Лина Хааг - Горсть пыли
Беседы эти непродолжительны, господа под конец явно выражают недовольство, и лишь мой последний вопрос, не представится ли возможным лично поговорить с рейхсфюрером, вызывает каждый раз на какое-то мгновение веселое настроение и обеспечивает мне благополучное отбытие.
— Не думаете ли вы, — спрашивают господа с улыбочкой, — что у рейхсфюрера нет других забот?
— Разумеется, — говорю я и думаю при этом о сотнях тысяч заключенных в концентрационных лагерях, которых он должен уничтожить. И о тебе.

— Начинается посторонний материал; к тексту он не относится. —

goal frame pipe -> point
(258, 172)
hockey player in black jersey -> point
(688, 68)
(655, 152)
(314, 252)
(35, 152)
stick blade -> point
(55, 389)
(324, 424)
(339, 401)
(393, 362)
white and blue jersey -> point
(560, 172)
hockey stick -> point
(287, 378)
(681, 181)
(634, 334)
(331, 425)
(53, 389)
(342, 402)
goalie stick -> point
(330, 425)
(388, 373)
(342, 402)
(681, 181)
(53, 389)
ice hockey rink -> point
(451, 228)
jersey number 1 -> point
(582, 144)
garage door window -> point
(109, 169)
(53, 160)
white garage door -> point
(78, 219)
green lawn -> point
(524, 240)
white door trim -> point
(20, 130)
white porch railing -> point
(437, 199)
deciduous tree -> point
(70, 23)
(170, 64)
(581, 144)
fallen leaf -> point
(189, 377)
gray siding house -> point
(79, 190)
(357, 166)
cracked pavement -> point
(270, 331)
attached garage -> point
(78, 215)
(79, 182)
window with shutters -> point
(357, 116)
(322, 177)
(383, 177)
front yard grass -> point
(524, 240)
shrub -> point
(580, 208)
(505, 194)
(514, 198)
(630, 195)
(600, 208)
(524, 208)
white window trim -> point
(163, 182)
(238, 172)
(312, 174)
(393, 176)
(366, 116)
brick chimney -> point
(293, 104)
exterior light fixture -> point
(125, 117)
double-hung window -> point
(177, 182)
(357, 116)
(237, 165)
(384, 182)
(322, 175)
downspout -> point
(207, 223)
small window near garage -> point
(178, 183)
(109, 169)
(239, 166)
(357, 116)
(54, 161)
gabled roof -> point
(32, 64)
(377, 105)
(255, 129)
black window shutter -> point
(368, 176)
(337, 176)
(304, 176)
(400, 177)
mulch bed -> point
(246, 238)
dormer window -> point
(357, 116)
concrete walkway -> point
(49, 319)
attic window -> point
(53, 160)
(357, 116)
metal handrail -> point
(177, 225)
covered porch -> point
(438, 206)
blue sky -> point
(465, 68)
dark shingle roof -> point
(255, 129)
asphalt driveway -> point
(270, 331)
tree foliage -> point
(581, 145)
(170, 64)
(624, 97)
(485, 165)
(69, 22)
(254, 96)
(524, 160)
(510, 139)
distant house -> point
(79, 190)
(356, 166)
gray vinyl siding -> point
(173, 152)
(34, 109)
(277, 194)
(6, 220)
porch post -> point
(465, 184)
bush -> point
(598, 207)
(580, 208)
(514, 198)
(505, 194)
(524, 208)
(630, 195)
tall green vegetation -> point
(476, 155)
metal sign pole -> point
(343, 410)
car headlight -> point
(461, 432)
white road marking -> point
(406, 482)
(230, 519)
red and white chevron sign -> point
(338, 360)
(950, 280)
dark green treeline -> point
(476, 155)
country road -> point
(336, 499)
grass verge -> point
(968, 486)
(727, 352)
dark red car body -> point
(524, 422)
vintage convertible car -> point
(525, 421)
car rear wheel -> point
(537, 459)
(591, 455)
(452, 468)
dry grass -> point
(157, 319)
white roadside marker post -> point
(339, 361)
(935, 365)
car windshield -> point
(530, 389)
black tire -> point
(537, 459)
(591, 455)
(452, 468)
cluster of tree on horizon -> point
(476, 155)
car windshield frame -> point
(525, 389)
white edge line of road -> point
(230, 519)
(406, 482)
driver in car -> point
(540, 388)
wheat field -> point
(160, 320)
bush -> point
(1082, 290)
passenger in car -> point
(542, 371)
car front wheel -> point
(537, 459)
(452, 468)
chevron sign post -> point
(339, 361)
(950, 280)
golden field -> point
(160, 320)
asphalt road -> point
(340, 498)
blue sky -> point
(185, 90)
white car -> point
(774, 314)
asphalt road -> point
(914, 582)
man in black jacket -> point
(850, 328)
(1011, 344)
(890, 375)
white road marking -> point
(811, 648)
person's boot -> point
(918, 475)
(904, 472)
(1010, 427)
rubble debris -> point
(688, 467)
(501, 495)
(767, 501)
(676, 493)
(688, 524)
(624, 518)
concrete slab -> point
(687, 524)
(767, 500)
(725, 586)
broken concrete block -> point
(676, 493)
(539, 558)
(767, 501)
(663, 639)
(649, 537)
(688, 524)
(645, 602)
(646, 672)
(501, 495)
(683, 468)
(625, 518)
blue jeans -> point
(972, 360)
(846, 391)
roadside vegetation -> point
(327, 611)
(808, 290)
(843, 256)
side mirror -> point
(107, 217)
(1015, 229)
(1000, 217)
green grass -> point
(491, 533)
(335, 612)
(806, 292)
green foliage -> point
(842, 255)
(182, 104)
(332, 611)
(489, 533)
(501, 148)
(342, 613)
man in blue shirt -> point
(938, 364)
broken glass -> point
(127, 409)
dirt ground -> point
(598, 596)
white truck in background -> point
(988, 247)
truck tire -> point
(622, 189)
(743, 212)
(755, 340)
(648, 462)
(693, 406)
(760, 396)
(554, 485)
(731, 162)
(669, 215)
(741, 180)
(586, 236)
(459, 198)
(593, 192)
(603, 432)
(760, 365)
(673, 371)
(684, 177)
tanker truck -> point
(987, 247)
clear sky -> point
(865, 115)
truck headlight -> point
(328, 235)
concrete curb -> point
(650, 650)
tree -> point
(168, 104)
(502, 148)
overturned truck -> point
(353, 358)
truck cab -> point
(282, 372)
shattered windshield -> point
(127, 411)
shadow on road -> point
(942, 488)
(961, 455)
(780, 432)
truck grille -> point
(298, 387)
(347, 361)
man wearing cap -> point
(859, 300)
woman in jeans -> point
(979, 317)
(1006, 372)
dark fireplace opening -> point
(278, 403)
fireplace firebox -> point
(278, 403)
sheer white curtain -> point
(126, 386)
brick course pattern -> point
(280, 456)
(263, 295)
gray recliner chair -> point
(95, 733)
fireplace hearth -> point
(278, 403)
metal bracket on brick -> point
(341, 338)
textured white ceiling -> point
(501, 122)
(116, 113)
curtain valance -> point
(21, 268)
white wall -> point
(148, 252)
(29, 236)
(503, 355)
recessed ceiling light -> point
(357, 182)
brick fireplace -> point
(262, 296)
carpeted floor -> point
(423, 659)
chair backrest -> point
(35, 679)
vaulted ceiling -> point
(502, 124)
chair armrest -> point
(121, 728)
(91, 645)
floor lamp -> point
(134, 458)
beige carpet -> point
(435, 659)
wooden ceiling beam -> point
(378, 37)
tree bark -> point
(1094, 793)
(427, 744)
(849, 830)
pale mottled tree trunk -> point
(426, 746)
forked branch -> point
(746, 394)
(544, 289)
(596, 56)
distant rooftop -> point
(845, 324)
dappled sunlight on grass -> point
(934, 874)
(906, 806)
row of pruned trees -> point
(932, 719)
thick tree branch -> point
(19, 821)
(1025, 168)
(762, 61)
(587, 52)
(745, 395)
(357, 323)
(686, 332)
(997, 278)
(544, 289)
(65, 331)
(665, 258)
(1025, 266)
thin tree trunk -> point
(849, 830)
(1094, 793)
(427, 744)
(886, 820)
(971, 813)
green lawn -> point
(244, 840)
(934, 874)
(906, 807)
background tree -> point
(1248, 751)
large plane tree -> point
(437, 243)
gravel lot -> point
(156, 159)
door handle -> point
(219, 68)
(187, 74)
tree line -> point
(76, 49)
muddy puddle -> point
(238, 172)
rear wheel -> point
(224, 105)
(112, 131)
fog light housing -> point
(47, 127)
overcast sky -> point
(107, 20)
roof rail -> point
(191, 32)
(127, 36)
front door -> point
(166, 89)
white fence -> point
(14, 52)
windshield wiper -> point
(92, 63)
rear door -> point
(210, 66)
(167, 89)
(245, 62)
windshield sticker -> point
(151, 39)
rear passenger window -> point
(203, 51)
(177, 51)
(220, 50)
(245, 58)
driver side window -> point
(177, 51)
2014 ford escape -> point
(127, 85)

Потом, усталая и полная отчаяния, я иду домой. Мимо убогих домишек северной части города, тусклых, грязных улиц и бесконечных мрачных задворок, мимо шумных пивнушек, проституток на каждом углу, устрашающего силуэта здания полицейпрезидиума с множеством темных окон, где я каждую неделю должна отмечаться в гестапо. И чудится, будто все это, вдруг фамильярно осклабившись, меня приветствует. Неужели я действительно им принадлежу, стала их неотъемлемой частью? Когда я поднимаюсь по проклятой лестнице в доме на Коммандантенштрассе, чувствую, что меня знобит. У Эмиля дома никого нет. У меня холодно. Внезапно меня охватывает непреодолимое желание быть там, где много света и тепла. Я возвращаюсь назад и в своем легком пальтишке бреду вверх по Лейпцигерштрассе, без определенной цели.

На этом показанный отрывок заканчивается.